Di tengah peningkatan jumlah customer, kata Riadi, proses dan sistem pengelolaan kontrak dan penagihan menjadi salah satu faktor kesuksesan lancarnya pelunasan kredit pada perusahaan pembiayaan.
“Dalam operasionalnya, sebagai langkah mitigasi munculnya kredit macet, treatment yang dilakukan FIF terbagi menjadi dua proses, yaitu penagihan dan remedial. Perbedaan dari kedua proses tersebut adalah berdasarkan lamanya keterlambatan pembayaran angsuran yang dilakukan oleh customer,” tutur Riadi.
Pada laporan keuangan ASII untuk Tahun Buku 2021, laba bersih divisi jasa keuangan mengalami kenaikan 49 persen (y-o-y) menjadi Rp4,9 triliun, terutama disebabkan oleh peningkatan kontribusi dari bisnis pembiayaan konsumen dan asuransi umum.
Sebagaimana diketahui, laba bersih ASII di 2021 mencapai Rp20,2 triliun atau bertumbuh 25 persen (y-o-y).
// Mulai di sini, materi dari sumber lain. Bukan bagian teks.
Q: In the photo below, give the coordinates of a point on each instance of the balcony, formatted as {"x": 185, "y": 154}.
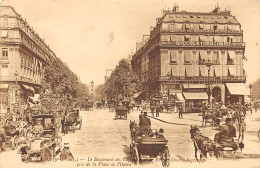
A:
{"x": 19, "y": 79}
{"x": 213, "y": 62}
{"x": 169, "y": 44}
{"x": 203, "y": 79}
{"x": 19, "y": 41}
{"x": 203, "y": 31}
{"x": 173, "y": 62}
{"x": 230, "y": 62}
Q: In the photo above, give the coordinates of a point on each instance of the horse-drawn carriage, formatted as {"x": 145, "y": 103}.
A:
{"x": 121, "y": 113}
{"x": 43, "y": 145}
{"x": 208, "y": 117}
{"x": 148, "y": 145}
{"x": 217, "y": 149}
{"x": 9, "y": 137}
{"x": 72, "y": 121}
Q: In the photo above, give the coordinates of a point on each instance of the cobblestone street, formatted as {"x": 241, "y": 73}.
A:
{"x": 103, "y": 137}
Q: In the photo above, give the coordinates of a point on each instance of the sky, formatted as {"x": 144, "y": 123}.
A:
{"x": 93, "y": 35}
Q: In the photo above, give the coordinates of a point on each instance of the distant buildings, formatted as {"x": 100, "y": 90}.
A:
{"x": 182, "y": 47}
{"x": 24, "y": 55}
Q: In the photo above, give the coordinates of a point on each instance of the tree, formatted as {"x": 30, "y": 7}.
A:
{"x": 123, "y": 82}
{"x": 256, "y": 88}
{"x": 62, "y": 81}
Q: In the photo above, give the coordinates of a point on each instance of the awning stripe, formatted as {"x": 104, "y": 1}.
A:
{"x": 195, "y": 96}
{"x": 194, "y": 86}
{"x": 238, "y": 89}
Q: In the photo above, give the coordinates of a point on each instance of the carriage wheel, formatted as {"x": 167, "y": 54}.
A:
{"x": 135, "y": 156}
{"x": 28, "y": 133}
{"x": 80, "y": 125}
{"x": 131, "y": 150}
{"x": 165, "y": 157}
{"x": 15, "y": 139}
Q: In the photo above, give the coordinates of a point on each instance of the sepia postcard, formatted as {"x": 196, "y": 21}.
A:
{"x": 129, "y": 84}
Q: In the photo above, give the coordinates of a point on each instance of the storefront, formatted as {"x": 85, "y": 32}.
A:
{"x": 236, "y": 93}
{"x": 3, "y": 98}
{"x": 194, "y": 100}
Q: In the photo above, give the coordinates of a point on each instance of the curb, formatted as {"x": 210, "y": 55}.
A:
{"x": 168, "y": 122}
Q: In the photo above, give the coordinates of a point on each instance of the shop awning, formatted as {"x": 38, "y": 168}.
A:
{"x": 28, "y": 88}
{"x": 175, "y": 70}
{"x": 188, "y": 55}
{"x": 203, "y": 71}
{"x": 232, "y": 54}
{"x": 247, "y": 99}
{"x": 195, "y": 95}
{"x": 137, "y": 94}
{"x": 180, "y": 97}
{"x": 194, "y": 86}
{"x": 4, "y": 86}
{"x": 238, "y": 89}
{"x": 173, "y": 55}
{"x": 203, "y": 54}
{"x": 232, "y": 71}
{"x": 188, "y": 70}
{"x": 217, "y": 71}
{"x": 4, "y": 34}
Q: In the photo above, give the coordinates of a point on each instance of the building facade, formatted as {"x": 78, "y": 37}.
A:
{"x": 190, "y": 55}
{"x": 24, "y": 55}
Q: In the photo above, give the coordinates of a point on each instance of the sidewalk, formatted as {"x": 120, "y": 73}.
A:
{"x": 172, "y": 118}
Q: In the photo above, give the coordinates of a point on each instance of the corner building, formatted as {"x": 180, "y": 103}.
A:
{"x": 175, "y": 54}
{"x": 24, "y": 56}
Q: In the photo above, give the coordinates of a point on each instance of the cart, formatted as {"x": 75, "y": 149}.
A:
{"x": 121, "y": 113}
{"x": 45, "y": 147}
{"x": 148, "y": 147}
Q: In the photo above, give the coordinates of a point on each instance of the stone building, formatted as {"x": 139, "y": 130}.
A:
{"x": 24, "y": 55}
{"x": 191, "y": 55}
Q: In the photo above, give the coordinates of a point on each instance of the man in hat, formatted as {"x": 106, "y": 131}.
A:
{"x": 145, "y": 123}
{"x": 242, "y": 129}
{"x": 9, "y": 115}
{"x": 180, "y": 111}
{"x": 38, "y": 129}
{"x": 66, "y": 154}
{"x": 226, "y": 134}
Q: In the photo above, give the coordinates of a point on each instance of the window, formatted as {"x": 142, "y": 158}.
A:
{"x": 186, "y": 38}
{"x": 5, "y": 22}
{"x": 4, "y": 53}
{"x": 187, "y": 27}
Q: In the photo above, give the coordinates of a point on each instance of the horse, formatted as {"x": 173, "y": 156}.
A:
{"x": 203, "y": 144}
{"x": 133, "y": 129}
{"x": 205, "y": 117}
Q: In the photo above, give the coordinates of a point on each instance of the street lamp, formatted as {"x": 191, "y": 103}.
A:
{"x": 250, "y": 86}
{"x": 169, "y": 78}
{"x": 92, "y": 84}
{"x": 208, "y": 64}
{"x": 16, "y": 86}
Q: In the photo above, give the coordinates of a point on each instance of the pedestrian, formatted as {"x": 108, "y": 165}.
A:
{"x": 65, "y": 154}
{"x": 152, "y": 109}
{"x": 180, "y": 111}
{"x": 241, "y": 129}
{"x": 157, "y": 110}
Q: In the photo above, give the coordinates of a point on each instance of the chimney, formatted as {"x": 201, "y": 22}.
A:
{"x": 175, "y": 8}
{"x": 216, "y": 10}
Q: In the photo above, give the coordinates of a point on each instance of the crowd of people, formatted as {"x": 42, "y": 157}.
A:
{"x": 20, "y": 124}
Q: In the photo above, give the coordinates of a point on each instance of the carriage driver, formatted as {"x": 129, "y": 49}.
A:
{"x": 144, "y": 123}
{"x": 226, "y": 134}
{"x": 38, "y": 129}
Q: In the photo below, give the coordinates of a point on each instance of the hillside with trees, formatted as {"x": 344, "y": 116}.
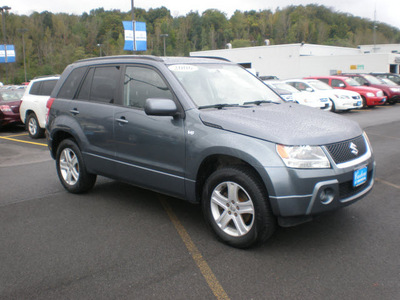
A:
{"x": 53, "y": 41}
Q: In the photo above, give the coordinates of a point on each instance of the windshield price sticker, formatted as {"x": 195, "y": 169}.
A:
{"x": 360, "y": 176}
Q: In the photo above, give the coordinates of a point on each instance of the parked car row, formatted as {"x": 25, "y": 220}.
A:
{"x": 344, "y": 92}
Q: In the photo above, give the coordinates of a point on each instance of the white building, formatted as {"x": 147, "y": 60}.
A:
{"x": 301, "y": 60}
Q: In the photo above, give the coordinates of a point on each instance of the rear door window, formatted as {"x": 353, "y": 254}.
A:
{"x": 142, "y": 83}
{"x": 68, "y": 90}
{"x": 101, "y": 84}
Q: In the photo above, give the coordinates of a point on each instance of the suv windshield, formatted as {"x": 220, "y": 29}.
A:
{"x": 221, "y": 84}
{"x": 352, "y": 82}
{"x": 372, "y": 79}
{"x": 319, "y": 85}
{"x": 285, "y": 87}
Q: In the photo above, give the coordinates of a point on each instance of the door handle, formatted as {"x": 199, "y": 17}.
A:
{"x": 74, "y": 111}
{"x": 122, "y": 120}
Adapun nilai pembiayaan baru pada bisnis pembiayaan konsumen ASII meningkat 25 persen (y-o-y) menjadi Rp83,5 triliun.
Kontribusi laba bersih dari Grup perusahaan yang fokus pada pembiayaan mobil meningkat 70 persen menjadi Rp1,4 triliun, sedangkan kontribusi laba bersih dari FIF yang fokus pada pembiayaan sepeda motor meningkat 66 persen menjadi Rp2,5 triliun.